In the downstairs gallery stood the large sculpture Paradigm (Ode to the Difference Engine) (2006), a work whose title refers to Charles Babbage’s 1822 design, not successfully realized in his lifetime, for a calculating machine that many historians now identify as the first computer (a functioning model now exists in London’s Science Museum). The work comprised two wooden, windmill-like mechanisms, stood face to face and connected with white cord. As the left-hand windmill span one way, the right-hand windmill span the other, twisting the cords into a length of rope that was instantly unravelled. Conceived of as a failure, this machine, like Babbage’s, had no output, no product. Perhaps it was awaiting some sea change in human understanding, what Thomas Kuhn famously described in his The Structure of Scientific Revolutions (1962) as a ‘paradigm shift’. Kuhn’s book, an important influence on the thought of Michel Foucault, argues that scientific ‘truth’ is historically and culturally contingent, and is thus relative. By evoking the thinker in the title of his work, Shawcross raises the spectre of epistemological uncertainty, but in a way that recalls a diligent footnote, a nod towards a chapter in the history of ideas, rather than something really felt and acted upon.
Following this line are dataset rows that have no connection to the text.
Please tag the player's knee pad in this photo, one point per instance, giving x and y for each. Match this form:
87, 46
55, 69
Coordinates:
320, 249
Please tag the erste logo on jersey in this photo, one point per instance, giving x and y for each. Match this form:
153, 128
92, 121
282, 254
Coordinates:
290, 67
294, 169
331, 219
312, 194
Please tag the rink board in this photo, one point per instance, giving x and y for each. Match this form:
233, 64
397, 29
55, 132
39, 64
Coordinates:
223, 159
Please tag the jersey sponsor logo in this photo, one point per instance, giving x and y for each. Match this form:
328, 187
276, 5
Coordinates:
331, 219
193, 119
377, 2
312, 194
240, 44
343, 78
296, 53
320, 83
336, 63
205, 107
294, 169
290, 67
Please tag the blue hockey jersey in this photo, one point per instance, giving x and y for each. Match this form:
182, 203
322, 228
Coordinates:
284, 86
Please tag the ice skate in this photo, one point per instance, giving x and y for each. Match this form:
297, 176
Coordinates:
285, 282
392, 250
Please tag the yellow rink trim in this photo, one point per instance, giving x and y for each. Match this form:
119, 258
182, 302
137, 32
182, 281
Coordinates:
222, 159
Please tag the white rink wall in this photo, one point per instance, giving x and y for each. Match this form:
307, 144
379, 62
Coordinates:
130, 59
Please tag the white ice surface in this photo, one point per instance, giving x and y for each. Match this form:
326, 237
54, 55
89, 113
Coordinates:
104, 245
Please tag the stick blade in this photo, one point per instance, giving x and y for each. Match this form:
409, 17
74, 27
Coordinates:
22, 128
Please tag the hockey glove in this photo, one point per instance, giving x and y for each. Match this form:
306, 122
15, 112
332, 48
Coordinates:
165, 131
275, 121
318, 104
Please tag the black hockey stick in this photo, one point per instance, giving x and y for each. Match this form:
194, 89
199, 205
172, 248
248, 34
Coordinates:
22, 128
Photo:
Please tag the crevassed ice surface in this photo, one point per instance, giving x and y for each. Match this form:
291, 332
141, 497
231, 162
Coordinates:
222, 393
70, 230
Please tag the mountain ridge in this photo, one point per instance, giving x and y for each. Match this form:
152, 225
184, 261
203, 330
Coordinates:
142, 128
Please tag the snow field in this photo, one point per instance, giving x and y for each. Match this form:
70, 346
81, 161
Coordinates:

For all that we might enjoy Paradigm’s Jurassic technology (the artist’s work is adroit in the way it addresses the British love of absurd, hand-built gadgetry), in the end it merely tells us something we already knew, and then stops dead. Art isn’t allowed to complicate things. Art, here, is a clear pane through which received ideas pass.
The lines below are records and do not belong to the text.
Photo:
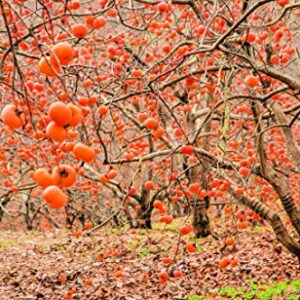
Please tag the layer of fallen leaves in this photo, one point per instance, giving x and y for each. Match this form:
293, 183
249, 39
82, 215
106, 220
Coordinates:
48, 266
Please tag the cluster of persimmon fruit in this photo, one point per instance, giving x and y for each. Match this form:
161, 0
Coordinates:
61, 120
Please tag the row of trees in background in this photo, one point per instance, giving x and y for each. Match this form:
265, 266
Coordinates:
113, 110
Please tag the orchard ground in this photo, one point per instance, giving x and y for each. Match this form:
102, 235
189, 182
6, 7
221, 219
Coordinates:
126, 264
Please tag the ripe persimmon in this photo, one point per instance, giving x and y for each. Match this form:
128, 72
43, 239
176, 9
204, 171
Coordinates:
10, 116
55, 132
62, 52
55, 197
48, 67
99, 22
79, 30
60, 113
186, 229
149, 185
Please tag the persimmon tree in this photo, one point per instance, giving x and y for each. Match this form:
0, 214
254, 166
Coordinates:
127, 108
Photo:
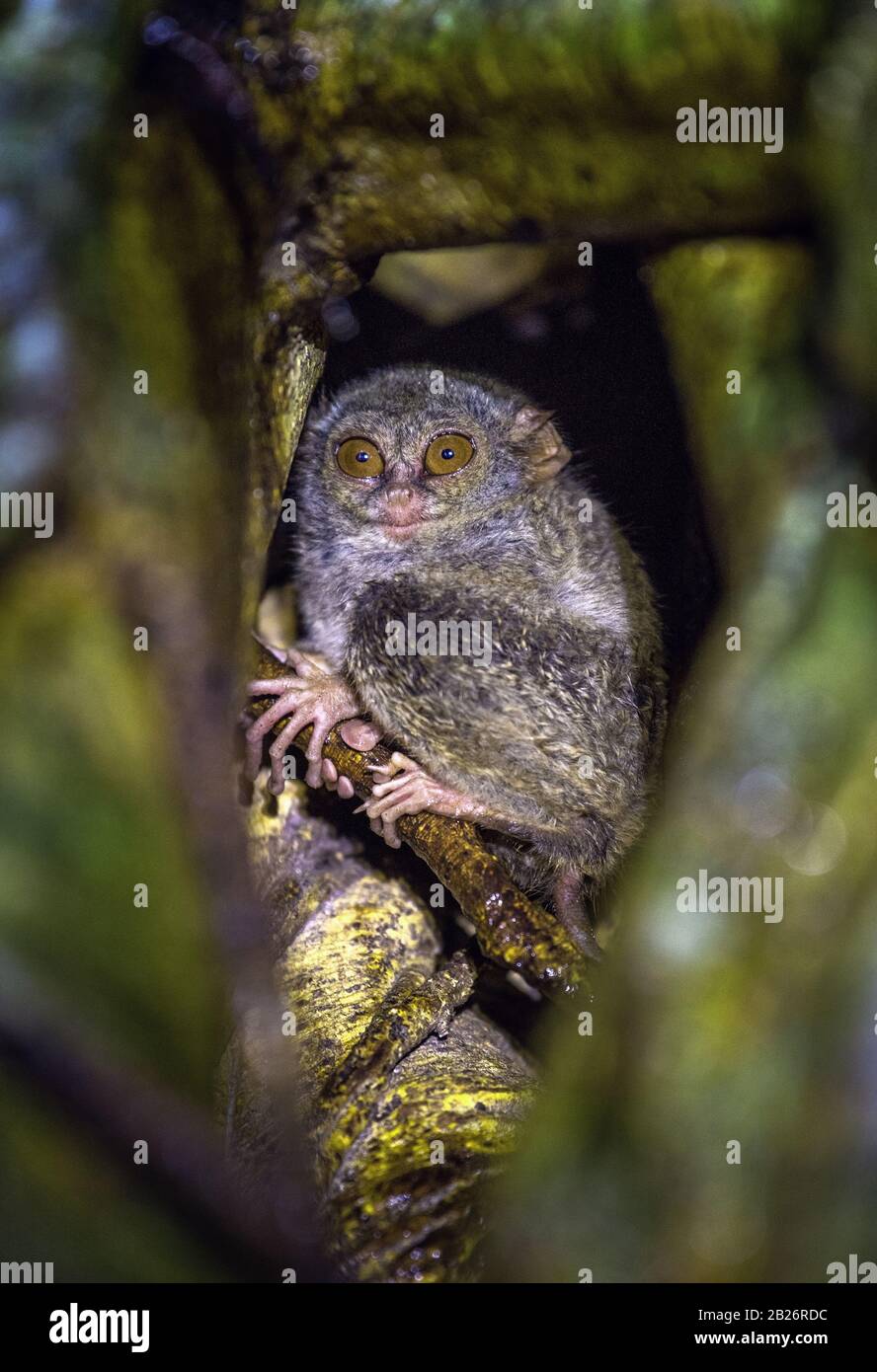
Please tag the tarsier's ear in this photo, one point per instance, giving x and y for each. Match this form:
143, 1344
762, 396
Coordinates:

Similar limitations dogged Binary Star (2006), shown in the upper gallery. The piece consisted of two long, spinning wooden arms, at the end of which revolved several smaller arms, to which yellow lights were attached. As the mechanism turned (accompanied by pleasing pre-industrial creaks and judders), the lights described elliptical shapes that converged in a variety of spectral Venn diagrams and threw dramatic shadows across the gallery walls. Inspired by the fact, first noted by William Herschel in 1802, that some stars are locked in orbit around each other, the sculpture sought to question our relationship with our own, singular sun, to which we might ascribe the notion of the irreducible atom, monotheism, monarchy and any number of other iterations of the concept of ‘one’. Binary Star (2006) is, in essence, an illustration of Karl Popper’s refutation of scientific proof (not all swans are white; not all solar systems are mono-helic) and perhaps a plea for a politics and spirituality based on the plural, not the singular. Popper and pluralism are fine things, sure, but they are not newfound things. Simply to serve them up cold in sculptural form does not feel like enough.
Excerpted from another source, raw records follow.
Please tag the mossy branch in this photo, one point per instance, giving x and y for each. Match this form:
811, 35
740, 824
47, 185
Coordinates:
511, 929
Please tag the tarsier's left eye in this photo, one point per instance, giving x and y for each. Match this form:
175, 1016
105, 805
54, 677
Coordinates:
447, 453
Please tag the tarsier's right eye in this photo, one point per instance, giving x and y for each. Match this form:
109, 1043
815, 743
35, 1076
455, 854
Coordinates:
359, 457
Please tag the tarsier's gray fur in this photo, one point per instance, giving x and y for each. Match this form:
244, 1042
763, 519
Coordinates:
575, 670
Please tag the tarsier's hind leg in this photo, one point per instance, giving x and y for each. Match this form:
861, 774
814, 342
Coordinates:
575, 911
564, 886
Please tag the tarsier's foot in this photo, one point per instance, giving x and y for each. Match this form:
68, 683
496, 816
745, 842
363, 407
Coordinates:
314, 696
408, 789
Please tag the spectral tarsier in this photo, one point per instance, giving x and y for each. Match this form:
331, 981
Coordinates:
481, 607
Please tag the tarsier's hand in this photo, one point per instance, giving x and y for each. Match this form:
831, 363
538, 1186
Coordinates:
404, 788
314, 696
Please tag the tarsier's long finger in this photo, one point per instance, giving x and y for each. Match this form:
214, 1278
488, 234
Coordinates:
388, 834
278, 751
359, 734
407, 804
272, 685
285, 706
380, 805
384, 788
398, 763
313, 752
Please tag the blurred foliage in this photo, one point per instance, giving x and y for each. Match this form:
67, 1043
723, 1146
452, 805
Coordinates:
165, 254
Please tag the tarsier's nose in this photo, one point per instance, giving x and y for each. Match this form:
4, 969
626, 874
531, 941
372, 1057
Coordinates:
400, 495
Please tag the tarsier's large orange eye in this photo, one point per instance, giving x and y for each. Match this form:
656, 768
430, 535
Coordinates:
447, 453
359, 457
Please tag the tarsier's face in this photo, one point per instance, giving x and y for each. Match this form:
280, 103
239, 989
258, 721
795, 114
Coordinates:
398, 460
It’s easy to account for the popularity of Shawcross’ work: like a TV academic, he presents important, just-complex-enough ideas in an accessible and attractive package. In the process, however, it somehow loses sight of itself as art. His sculptures struggle to argue for their own materials and scale (something all sculptures should be capable of), and appear unconcerned with how their ontology, their very art-ness, might inflect the information they transmit. Perhaps what this ultimately betokens is a degree of disdain for art – that scruffy, difficult discipline that’s never quite been accepted into the academy. Let’s hope not. A little more art is precisely what Shawcross’ studious, scrupulously indexed sculptures need.